By Heretic.Ape. · Dec 16, 2008 ·
  1. Heretic.Ape.
    Innovative traffickers hid 2.8 tons of cocaine in thousands of pounds of bird droppings, Peruvian police said after uncovering the latest ruse to conceal drug shipments.

    Cocaine exporters in Peru, the world’s second-biggest producer of the drug, after neighbouring Colombia, counted on the malodorous ammonia-smell of the dung, which is sold as a high-end organic fertiliser, to trick sniffer dogs trained to find drugs at ports of entry.

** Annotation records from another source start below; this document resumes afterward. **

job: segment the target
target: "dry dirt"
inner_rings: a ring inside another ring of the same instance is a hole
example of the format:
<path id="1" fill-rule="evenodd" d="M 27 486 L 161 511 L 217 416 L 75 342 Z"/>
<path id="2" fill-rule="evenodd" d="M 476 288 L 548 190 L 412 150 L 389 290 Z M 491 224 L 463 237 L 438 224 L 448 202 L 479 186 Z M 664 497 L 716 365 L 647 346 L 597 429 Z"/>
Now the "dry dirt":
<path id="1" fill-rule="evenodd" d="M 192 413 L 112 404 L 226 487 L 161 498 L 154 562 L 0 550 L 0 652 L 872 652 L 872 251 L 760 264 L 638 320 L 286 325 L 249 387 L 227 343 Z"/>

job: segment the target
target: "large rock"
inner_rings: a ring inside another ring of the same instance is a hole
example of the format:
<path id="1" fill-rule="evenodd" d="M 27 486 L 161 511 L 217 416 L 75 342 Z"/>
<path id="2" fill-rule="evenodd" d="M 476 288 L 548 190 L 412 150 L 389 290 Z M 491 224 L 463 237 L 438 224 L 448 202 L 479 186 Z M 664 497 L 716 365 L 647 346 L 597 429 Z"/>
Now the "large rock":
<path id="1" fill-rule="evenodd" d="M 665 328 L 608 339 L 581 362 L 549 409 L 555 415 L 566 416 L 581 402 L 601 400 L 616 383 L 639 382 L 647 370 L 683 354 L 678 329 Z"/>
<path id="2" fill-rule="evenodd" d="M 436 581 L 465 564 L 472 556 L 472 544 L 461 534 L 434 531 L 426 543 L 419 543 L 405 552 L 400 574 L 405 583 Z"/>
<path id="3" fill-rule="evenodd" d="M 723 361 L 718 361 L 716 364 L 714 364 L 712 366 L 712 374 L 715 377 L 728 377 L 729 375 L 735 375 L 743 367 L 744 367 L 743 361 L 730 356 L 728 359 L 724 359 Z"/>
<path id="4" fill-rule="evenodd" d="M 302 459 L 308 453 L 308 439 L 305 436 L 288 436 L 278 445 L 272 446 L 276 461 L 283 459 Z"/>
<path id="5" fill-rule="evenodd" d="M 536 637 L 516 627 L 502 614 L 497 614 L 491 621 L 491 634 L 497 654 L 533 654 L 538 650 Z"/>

    Guano, as the dung is known in Spanish, is the excrement of sea birds, bats and seals and is rich in nitrates and phosphorous. The cocaine was hidden in 400 bags of guano that together weighed 20 tons and was bound for Europe.
    “The organic products camouflaged the cocaine by neutralising it to avoid detection,” police said after a five-month investigation that led to the seizure at a warehouse in Lima about 10 days ago.
    Five people were arrested, including one Colombian man, police said.
    Guano accumulates as white mounds on the islands along the coasts of Peru and Chile that are inhabited by birds such as pelicans. It was once one of the world’s most valuable commodities, and Bolivia, Peru and Chile fought over its control in the 1879-1883 War of the Pacific.